USA is the land of selling the Brooklyn Bridge, that's not Canada. We have fraud, but they have more.

How many times is the Brooklyn Bridge sold in the average week?
 

Ron in Regina

"Voice of the West" Party
Apr 9, 2008
23,411
8,180
113
Regina, Saskatchewan
In the USA, wages for restaurant employees are so low they need food stamps to survive. Corp restuarant lobby groups pressure USA govt to keep wages low. USA govt tops up the wages with food stamps. Sweet. Low wages subsidize megacorp MNCs.

In Australia the minimum wages are from $16-20 an hour National minimum wage - Pay - Fair Work Ombudsman


....& on that note, in Australia....nobody "Tip's" their servers in restaurants, etc....
It just doesn't happen. I had to explain the concept to a recently landed Australian
in Canada last year. She's doing better, but still really doesn't like the idea, at all.
 

dumpthemonarchy

House Member
Jan 18, 2005
4,235
14
38
Vancouver
www.cynicsunlimited.com
Aussies dislike tipping, seems alien to them.
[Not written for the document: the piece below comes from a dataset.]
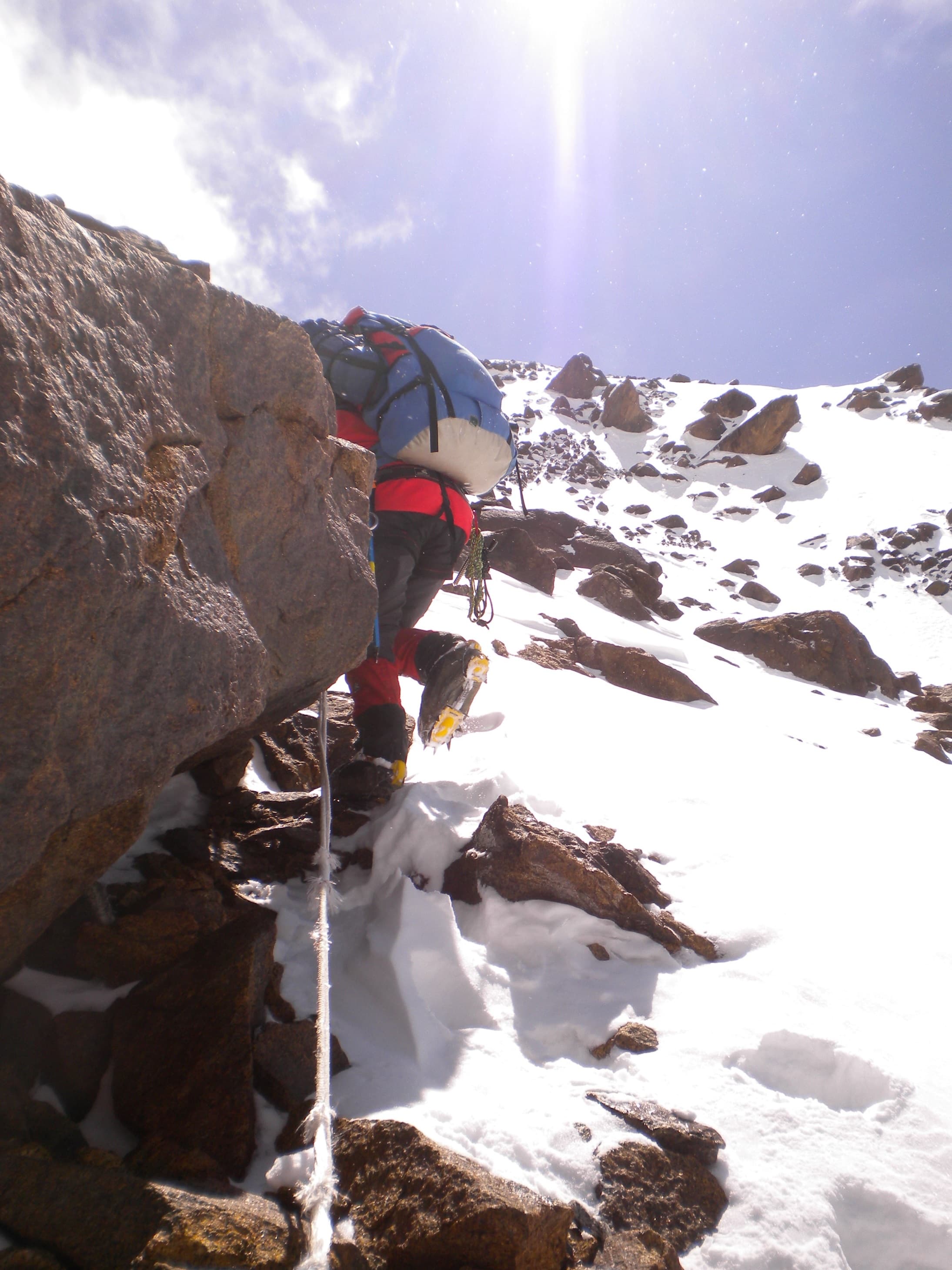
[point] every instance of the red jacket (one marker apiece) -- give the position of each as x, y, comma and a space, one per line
407, 493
Different culture in that way.

Food banks mean inequality & don't do anything to fundamentally solve the problem. I would say tax the rich more as corporations have trillions stashed in onshore havens. These corps are cheaters and avoid paying what we have to in taxes.
 

JLM

Hall of Fame Member
Nov 27, 2008
75,301
547
113
Vernon, B.C.
Aussies dislike tipping, seems alien to them. Different culture in that way.

Food banks mean inequality & don't do anything to fundamentally solve the problem. I would say tax the rich more as corporations have trillions stashed in onshore havens. These corps are cheaters and avoid paying what we have to in taxes.

Well, I think food banks are a self fulfilling prophecy. People today seem to lack the resourcefulness they did 50 years ago. That could be due to more laws today. There was the odd time growing up when grub on the table was in short supply and the old man had to pit lamp a deer.